Now you could say that, if I were a tester working for the PDFThing people, I should have received all of this information before beginning test execution, whereupon I should have prepared checks to be applied against the product. It’s a fine idea. But even when we’re working on the best imaginable teams in the best-managed projects, as soon as we begin to test test, we begin immediately to discover things that no one—neither testers, designers, programmers, nor product owner—had anticipated or considered before testing revealed them. It’s simply fatuous to suggest that everyone involved in the development of the product knows exactly what they will want or need from the outset. It’s even more fatuous to suggest that they should know such a thing. Software development is not simply construction according to prescribed plans. It is development. Like testing itself, it is a process of exploration, discovery, investigation, and learning.
It’s important not to confuse checks with oracles. An oracle is a principle or mechanism by which we recognize a problem. A check is a mechanism, an observation linked to a decision rule. That rule is based on a single application of a single principle. A check provides a signal, a bit, when the product’s behaviour or state is inconsistent with that principle. A check follows a rule; it does not apply a heuristic. Testing, which may include many checks, is not so restricted. Testing may produce a yes-or-no answer, but it may also produce an observation, a question, a concern, a dilemma, a new test idea, or a new check idea. Testing is not governed by rules; it is governed by heuristics that, to be applied appropriately, require sapient awareness and judgement.
Checking is an approach to making sure that we get the right answers, for questions and desired answers that we’ve already determined in advance. A passing check doesn’t tell us that the product is acceptable. At best, a check that doesn’t pass suggests that there is a problem in the product that might make it unacceptable.

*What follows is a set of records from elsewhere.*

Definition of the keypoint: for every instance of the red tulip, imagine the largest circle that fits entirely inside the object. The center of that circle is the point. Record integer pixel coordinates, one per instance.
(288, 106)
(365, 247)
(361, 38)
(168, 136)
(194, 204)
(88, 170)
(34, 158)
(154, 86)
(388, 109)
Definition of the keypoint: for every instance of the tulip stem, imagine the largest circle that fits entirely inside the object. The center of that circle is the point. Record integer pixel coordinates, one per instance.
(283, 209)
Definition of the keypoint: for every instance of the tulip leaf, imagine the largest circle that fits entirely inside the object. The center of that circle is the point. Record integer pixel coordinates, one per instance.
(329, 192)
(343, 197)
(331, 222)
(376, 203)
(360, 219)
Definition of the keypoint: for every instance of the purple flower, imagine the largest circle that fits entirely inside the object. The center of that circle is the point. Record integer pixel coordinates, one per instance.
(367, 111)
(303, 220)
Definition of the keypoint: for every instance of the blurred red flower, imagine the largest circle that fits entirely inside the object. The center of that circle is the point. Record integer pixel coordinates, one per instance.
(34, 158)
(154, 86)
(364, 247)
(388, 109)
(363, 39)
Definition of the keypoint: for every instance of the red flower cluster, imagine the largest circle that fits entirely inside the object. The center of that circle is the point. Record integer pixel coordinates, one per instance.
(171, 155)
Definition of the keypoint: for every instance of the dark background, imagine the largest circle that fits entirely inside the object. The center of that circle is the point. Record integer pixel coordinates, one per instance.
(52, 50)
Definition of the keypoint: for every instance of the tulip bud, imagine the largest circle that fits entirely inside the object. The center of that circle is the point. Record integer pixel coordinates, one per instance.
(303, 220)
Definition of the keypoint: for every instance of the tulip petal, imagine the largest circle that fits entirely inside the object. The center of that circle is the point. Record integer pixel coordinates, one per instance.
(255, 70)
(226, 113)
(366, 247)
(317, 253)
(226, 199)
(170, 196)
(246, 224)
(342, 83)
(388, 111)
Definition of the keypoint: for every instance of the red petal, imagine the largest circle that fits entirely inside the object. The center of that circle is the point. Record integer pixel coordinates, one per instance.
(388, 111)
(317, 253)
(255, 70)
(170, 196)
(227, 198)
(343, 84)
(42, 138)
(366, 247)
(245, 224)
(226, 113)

Testing incorporates checking, but is a far richer set of activities: exposing ourselves to the unexpected, making new observations, spotting unanticipated problems, and raising new questions. Yet not even testing is about telling people that the product is acceptable. On the one hand, testing may have a different purpose. Cem Kaner, in the BBST course, lists
- Finding defects
- Maximizing bug count
- Blocking premature product releases
- Helping managers make ship / no-ship decisions
- Minimizing technical support costs
- Assessing conformance to specification
- Assessing conformance to regulations
- Minimizing safety-related lawsuit risk
- Finding safe scenarios for use of the product (workarounds that make the product potentially tolerable, in spite of the bugs)
- Assessing quality
- Verifying the correctness of the product
To which I would add
- assessing compatibility with other products or systems
- assessing readiness for internal deployment
- ensuring that that which used to work still works
- design-oriented testing, such as review or test-driven development
- understanding the workings of a poorly-documented product or library
- evaluating the usefulness of a new tool or service
- refining notions of risk
On the other hand, much of the time, we’re testing to help determine whether a product is acceptable for release. But decisions about acceptability are in the hands of managers, programmers, designers; those who build the product (and ultimately, acceptability is the decision of the product owner). Testing is about investigating the product to reveal knowledge that informs the acceptability decision. Sometimes that information comes in the form of binary answers to known questions; checks. Sometimes that information comes in the form of discoveries that pose new ideas, new risks, and new questions for those who are responsible for building and releasing the product.